HSVH mischt die Bundesliga auf

Hamburger Handballer glänzen auch in der höheren Spielklasse

Trainer

„Vor der Entwicklung der Mannschaft muss man den Hut ziehen“, sagt HSVH-Geschäftsführer Sebastian Frecke Foto: Zimmermann

HAMBURG Bundesliga-Aufstieg, viele gelungene Auftritte des Teams von Trainer Torsten Jansen in der Ersten Liga – der Handball Sport Verein Hamburg (HSVH) blickt auf ein erfolgreiches Jahr zurück. Trotz der bemerkenswerten Leistungen in der Bundesliga sieht Geschäftsführer Sebastian Frecke den HSVH im Abstiegskampf.

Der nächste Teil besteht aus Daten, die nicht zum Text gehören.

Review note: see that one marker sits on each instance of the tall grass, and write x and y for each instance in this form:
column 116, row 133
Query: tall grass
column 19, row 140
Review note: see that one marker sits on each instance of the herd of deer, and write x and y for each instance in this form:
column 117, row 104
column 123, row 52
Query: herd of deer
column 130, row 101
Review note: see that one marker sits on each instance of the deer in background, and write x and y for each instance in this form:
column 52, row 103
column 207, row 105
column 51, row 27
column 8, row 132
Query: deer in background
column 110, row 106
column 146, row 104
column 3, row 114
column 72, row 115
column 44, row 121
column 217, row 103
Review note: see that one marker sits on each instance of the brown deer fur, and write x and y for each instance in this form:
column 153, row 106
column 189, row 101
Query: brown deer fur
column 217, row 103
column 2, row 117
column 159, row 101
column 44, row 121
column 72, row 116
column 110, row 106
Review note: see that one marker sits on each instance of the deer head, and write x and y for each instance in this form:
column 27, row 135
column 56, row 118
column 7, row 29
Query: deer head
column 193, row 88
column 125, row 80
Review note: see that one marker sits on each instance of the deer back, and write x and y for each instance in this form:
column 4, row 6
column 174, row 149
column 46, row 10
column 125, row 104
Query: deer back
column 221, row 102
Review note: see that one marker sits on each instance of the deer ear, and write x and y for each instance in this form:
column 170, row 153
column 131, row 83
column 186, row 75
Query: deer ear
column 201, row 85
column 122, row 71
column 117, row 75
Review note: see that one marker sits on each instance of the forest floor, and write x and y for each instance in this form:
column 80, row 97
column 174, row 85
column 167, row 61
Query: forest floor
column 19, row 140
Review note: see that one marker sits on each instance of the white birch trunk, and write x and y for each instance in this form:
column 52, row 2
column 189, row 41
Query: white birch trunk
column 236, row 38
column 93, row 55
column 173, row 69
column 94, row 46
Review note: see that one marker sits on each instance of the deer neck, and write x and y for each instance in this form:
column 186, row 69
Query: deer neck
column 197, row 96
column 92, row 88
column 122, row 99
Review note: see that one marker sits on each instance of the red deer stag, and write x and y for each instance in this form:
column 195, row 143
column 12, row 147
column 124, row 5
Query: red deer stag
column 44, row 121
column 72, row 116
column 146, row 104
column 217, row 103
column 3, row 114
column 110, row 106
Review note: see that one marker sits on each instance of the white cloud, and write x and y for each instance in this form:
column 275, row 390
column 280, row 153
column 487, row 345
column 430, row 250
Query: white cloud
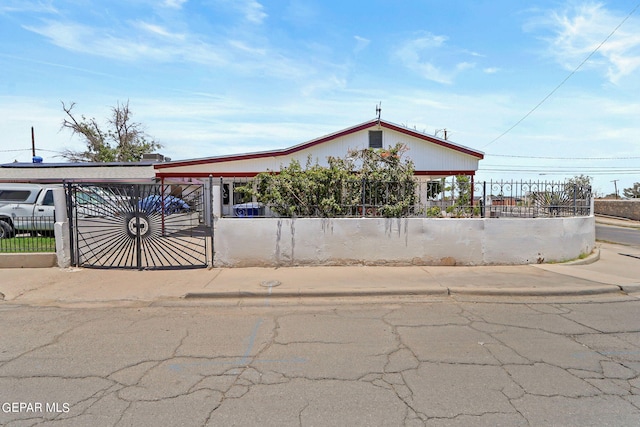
column 361, row 43
column 579, row 30
column 159, row 30
column 418, row 55
column 174, row 4
column 252, row 10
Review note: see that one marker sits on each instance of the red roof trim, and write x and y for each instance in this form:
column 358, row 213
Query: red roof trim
column 252, row 174
column 433, row 140
column 295, row 148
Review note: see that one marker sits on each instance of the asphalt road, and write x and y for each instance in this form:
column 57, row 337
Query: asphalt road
column 620, row 235
column 427, row 362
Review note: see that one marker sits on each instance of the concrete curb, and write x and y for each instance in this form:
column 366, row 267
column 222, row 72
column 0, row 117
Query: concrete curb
column 631, row 288
column 590, row 259
column 316, row 294
column 596, row 290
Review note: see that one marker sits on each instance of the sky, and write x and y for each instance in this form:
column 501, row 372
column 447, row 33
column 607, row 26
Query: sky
column 547, row 89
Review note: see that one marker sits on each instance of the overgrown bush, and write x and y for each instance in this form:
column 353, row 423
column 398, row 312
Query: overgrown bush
column 378, row 181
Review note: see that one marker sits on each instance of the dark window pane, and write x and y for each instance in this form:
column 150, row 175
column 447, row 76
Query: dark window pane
column 375, row 139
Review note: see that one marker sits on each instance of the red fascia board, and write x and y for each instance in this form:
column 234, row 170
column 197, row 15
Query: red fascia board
column 296, row 148
column 252, row 174
column 436, row 141
column 262, row 154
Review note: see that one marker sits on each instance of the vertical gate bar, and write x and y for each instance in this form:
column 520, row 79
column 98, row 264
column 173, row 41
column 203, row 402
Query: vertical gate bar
column 472, row 193
column 364, row 212
column 136, row 192
column 72, row 227
column 162, row 204
column 484, row 199
column 211, row 218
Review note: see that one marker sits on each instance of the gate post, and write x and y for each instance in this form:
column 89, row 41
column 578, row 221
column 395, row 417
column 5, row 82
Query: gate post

„Für uns geht es weiterhin nur um den Klassen­erhalt“, sagt Sebastian Frecke. Er freue sich, wenn der Abstand zur bedrohlichen Zone möglichst groß sei. Das ist momentan definitiv der Fall.

Der HSVH steht aktuell auf einem Mittelfeldplatz und bezwang unter anderem ein Spitzenteam wie die Rhein Neckar Löwen. Die Erfolge lassen aber niemanden abheben. Und wenn das doch der Fall wäre, würden Frecke und Jansen schnell dafür sorgen, dass derjenige wieder auf dem Boden der Tatsachen landet. Trainer und Ge­schäftsführer stehen für Be­scheidenheit und harte Arbeit. Beide haben durchaus etwas zu sagen und sind angenehme Gesprächspartner. Aber eben keine Sprücheklopfer. Sie lassen genauso wie das Team Leistung sprechen.

Als Aufsteiger gut dabei

Sebastian Frecke hat nicht unbedingt erwartet, dass sich der Aufsteiger so schnell in der Bundesliga zurechtfindet. „Wir wussten vorher nicht, wie sich unsere sechs Neuzugänge integrieren lassen und ob die kurze Vorbereitungszeit ausreicht, um wirklich als Team zu agieren und aufzutreten“, sagt der Geschäftsführer. Da das Durchschnittsalter zudem niedrig sei, war auch unklar, wie schnell sich die jungen Spieler an das höhere Niveau gewöhnen würden. Talente wie Leif Tissier und Finn Wullenweber zeigten aber schnell, dass sie auch in der Bundes­liga Akzente setzen können.

Selbst von Niederlagen ließ sich der HSVH nicht aus der Bahn werfen. „Wenn man zum Beispiel sieht, wie sich ein Niklas Weller von der Oberliga in die Bundesliga hochgearbeitet hat, ist das beeindruckend“, lobt Frecke.

Sorgen durch Pandemie

Seinen emotionalsten Moment in dieser Saison erlebte der Geschäftsführer beim Anpfiff der ersten Bundesligapartie. „Als das Spiel gegen Göppingen losging, wurde mir so richtig bewusst, dass wir unser großes Ziel erreicht haben“, sagt Sebastian Frecke.
Dennoch gehen die Auswirkungen der Corona-Pandemie an den Handballern nicht spurlos vorüber. Die Zuschauerzahlen wurden eingeschränkt. „Wenn man außer Acht gelassen hätte, dass so etwas passieren kann, hätte man allerdings blind agiert. Uns war klar, dass diese Saison noch einmal ein harter Prüfstein für uns wird“, sagt der Geschäftsführer.

Immerhin gibt es das Signal, dass die Profiklubs weiterhin auf staatliche Hilfen setzen können. Der entsprechende Antrag dürfte für den HSVH allerdings ziemlich kompliziert werden. Die Hambur­ger müssen laut Sebastian Frecke mit Vergleichszahlen von 2019 arbeiten. Damals spielte der HSVH noch in der Zweiten Liga. Deswegen feh­len für den Antrag Vergleichs­werte.